Él alzó la mirada mientras ella se quedaba de pie, con la cabeza gacha.

—Amo —le saludó.

Me apresuré a cerrar la puerta antes de que alguien pudiera oír algo más de aquello. Me dirigí a mi escritorio a un lado y me senté, soltando una larga exhalación. Bebí un poco de mi café frío y me pasé una mano por el pelo. Me sentía muy, muy cansado. Tenía la mesa repleta de hojas anotadas con letra rápida sobre las reuniones, a las que debía asistir en silencio. Como el Señor Jeon había prometido, ahora yo era su mano derecha y todo el peso de su vida recaía sobre mis hombros. Y era una vida muy... muy... pesada. Miré mi reloj de muñeca y me recosté sobre la silla. Haber creado aquellos veinte minutos, me había dado veinte minutos para poder relajarme. Entonces oí un golpe seco que procedía del despacho y puse los ojos en blanco. No creía que el Señor Jeon fuera tan estúpido como para hacer tanto ruido en la oficina. Su despacho estaba lejos de todos los demás, pero, aun así, sería peligroso ponerse a gemir y follar violentamente antes de la hora de comer, cuando la gente se movía más relajadamente por la oficina, deseosa de escapar de allí.
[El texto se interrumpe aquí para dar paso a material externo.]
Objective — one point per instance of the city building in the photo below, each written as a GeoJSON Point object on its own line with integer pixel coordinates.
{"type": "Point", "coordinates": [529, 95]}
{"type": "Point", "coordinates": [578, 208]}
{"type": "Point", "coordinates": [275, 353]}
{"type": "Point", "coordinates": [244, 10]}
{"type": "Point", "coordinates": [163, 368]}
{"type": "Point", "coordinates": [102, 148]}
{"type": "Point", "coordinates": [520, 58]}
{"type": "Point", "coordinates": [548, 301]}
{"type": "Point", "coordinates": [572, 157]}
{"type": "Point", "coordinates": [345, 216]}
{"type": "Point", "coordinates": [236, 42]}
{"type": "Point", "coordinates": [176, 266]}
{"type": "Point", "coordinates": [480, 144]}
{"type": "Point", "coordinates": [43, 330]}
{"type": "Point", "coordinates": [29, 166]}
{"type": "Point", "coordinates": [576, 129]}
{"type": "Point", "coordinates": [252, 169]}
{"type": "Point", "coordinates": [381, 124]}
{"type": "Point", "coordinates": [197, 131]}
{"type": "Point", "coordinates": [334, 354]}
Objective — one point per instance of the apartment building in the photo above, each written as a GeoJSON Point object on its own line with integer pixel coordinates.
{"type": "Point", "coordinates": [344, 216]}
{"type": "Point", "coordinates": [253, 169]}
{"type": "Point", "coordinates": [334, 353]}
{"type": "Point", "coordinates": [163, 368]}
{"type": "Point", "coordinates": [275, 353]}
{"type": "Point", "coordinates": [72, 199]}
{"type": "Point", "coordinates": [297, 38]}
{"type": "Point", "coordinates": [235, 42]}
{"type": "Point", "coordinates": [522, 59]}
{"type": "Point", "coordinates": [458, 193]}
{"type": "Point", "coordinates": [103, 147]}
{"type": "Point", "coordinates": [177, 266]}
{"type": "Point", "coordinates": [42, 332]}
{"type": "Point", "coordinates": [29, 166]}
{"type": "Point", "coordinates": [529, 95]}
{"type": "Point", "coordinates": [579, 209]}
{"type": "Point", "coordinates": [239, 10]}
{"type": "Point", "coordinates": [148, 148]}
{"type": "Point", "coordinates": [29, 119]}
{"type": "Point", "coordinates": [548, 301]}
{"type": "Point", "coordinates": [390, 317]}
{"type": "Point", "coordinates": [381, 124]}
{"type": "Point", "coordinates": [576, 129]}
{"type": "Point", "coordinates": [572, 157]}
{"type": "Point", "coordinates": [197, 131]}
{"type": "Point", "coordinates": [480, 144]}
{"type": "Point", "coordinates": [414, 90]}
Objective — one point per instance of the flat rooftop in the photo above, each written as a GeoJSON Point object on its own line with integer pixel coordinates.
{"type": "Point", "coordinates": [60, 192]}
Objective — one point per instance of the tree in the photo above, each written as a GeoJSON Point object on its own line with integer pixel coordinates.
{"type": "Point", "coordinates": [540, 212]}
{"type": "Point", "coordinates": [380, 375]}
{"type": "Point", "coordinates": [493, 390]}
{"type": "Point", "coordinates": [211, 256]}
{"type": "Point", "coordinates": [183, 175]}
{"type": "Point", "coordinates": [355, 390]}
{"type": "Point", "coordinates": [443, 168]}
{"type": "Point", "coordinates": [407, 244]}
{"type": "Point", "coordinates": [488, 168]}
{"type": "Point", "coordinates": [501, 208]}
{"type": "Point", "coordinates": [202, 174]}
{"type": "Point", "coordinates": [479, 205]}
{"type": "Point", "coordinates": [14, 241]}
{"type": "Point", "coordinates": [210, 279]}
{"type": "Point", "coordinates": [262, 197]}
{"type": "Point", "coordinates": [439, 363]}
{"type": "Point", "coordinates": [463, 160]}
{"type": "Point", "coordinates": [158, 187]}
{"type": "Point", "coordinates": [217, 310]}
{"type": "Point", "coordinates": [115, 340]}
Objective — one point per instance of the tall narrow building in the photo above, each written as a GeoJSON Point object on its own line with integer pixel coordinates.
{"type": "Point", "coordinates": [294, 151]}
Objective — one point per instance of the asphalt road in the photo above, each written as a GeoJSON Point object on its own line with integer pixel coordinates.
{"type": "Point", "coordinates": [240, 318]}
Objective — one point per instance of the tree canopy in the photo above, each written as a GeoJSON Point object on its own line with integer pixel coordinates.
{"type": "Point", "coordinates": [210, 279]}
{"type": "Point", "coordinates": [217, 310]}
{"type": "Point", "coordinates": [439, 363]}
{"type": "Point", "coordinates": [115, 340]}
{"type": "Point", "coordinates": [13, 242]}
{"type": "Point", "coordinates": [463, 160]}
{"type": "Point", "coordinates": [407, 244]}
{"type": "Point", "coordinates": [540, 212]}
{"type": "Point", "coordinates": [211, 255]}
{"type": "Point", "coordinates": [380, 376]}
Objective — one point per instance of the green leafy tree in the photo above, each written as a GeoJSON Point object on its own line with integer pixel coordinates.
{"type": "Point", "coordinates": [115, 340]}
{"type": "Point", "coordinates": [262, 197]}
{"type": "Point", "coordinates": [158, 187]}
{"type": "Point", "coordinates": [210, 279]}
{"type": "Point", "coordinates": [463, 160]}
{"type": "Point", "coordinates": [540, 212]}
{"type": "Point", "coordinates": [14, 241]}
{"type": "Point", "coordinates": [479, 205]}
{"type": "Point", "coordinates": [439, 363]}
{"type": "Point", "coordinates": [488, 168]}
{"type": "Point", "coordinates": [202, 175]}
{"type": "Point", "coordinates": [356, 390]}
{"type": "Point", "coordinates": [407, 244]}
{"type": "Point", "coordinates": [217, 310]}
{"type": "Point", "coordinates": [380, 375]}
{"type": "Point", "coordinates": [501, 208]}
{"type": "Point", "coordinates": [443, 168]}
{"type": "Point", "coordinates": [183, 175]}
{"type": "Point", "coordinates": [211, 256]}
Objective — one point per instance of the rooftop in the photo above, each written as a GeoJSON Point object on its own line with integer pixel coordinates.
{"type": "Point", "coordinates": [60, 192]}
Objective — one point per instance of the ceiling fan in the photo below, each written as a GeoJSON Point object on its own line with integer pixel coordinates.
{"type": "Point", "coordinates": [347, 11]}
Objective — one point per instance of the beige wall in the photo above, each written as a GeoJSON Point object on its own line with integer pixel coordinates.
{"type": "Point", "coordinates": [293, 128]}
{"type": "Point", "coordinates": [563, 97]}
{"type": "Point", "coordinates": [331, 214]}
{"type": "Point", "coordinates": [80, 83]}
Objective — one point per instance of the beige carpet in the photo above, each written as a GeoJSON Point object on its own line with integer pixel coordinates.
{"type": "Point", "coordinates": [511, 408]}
Cerré un momento los ojos y, cuando me di cuenta, una voz me despertó por el comunicador del despacho.

—Jimin.

—¿Sí? —pregunté en respuesta, dando un salto en la silla—. Señor Jeon —añadí.

—Ven.

Me levanté, me froté los ojos un momento y tiré de mi camisa para tratar de alisarla sin éxito. Llamé a la puerta de madera y entré. El Señor Jeon estaba recostado en su sillón, visiblemente más relajado, y Jenny estaba de rodillas en el suelo frente él. Solo podía ver la parte alta de su pelo rubio sobresaliendo por encima de la mesa.